AI systems with the ability to build effective world models and integrated feedback loops might also rely less on external data because they could generate their own by running internal simulations, positing counterfactuals and using these to understand, reason and plan. Indeed, in 2018, researchers David Ha, then at Google Brain in Tokyo, and Jürgen Schmidhuber at the Dalle Molle Institute for Artificial Intelligence Studies in Lugano-Viganelllo, Switzerland, reported9 building a neural network that could efficiently build a world model of an artificial environment, and then use it to train the AI to race virtual cars.
If you think that AI systems with this level of autonomy sound scary, you are not alone. As well as researching how to build AGI, Bengio is an advocate of incorporating safety into the design and regulation of AI systems. He argues that research must focus on training models that can guarantee the safety of their own behaviour — for instance, by having mechanisms that calculate the probability that the model is violating some specified safety constraint and reject actions if the probability is too high. Also, governments need to ensure safe use. “We need a democratic process that makes sure individuals, corporations, even the military, use AI and develop AI in ways that are going to be safe for the public,” he says.

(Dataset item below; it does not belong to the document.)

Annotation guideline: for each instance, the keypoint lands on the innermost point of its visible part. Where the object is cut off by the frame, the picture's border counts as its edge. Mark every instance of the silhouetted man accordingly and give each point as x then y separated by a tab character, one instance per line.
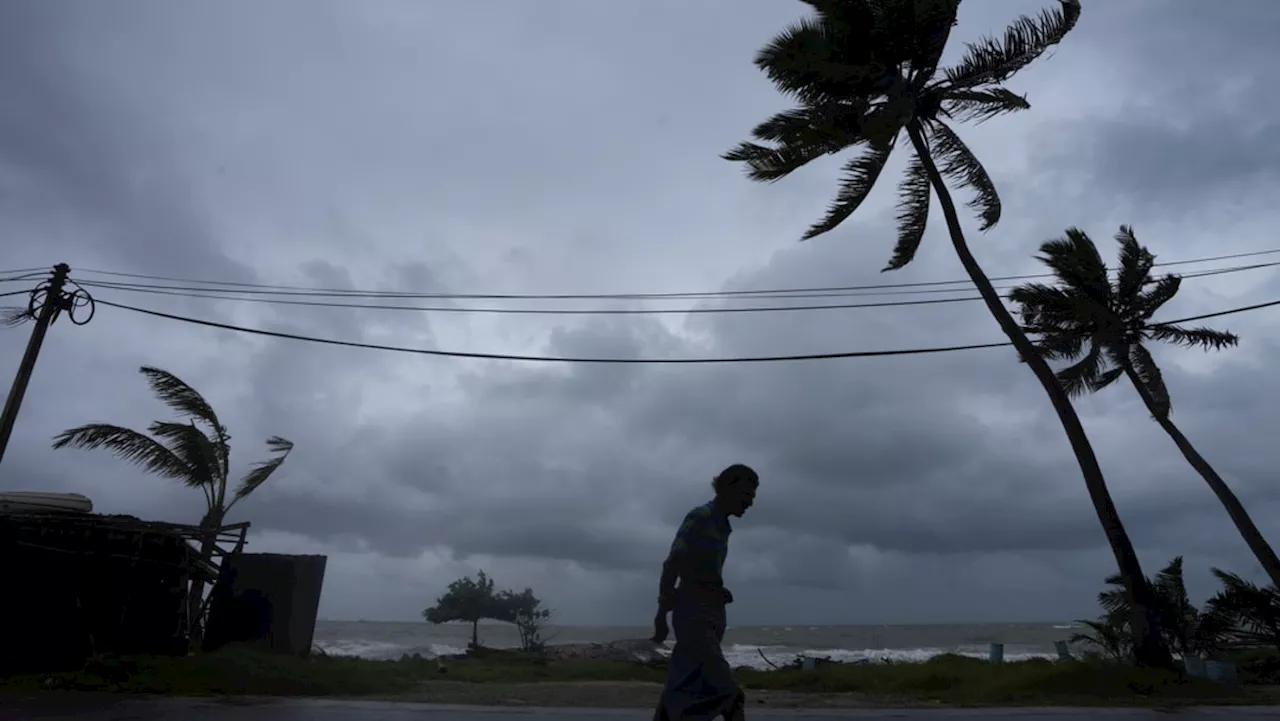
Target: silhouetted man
700	683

So will it ever be possible to achieve AGI? Computer scientists say there is no reason to think otherwise. “There are no theoretical impediments,” says George. Melanie Mitchell, a computer scientist at the Santa Fe Institute in New Mexico, agrees. “Humans and some other animals are a proof of principle that you can get there,” she says. “I don’t think there’s anything particularly special about biological systems versus systems made of other materials that would, in principle, prevent non-biological systems from becoming intelligent.”
But, even if it is possible there is little consensus about how close its arrival might be: estimates range from just a few years from now to at least ten years away. If an AGI system is created, George says, we’ll know it when we see it. Chollet suspects it will creep up on us. “When AGI arrives, it’s not going to be as noticeable or as groundbreaking as you might think,” he says. “It will take time for AGI to realize its full potential. It will be invented first. Then, you will need to scale it up and apply it before it starts really changing the world.”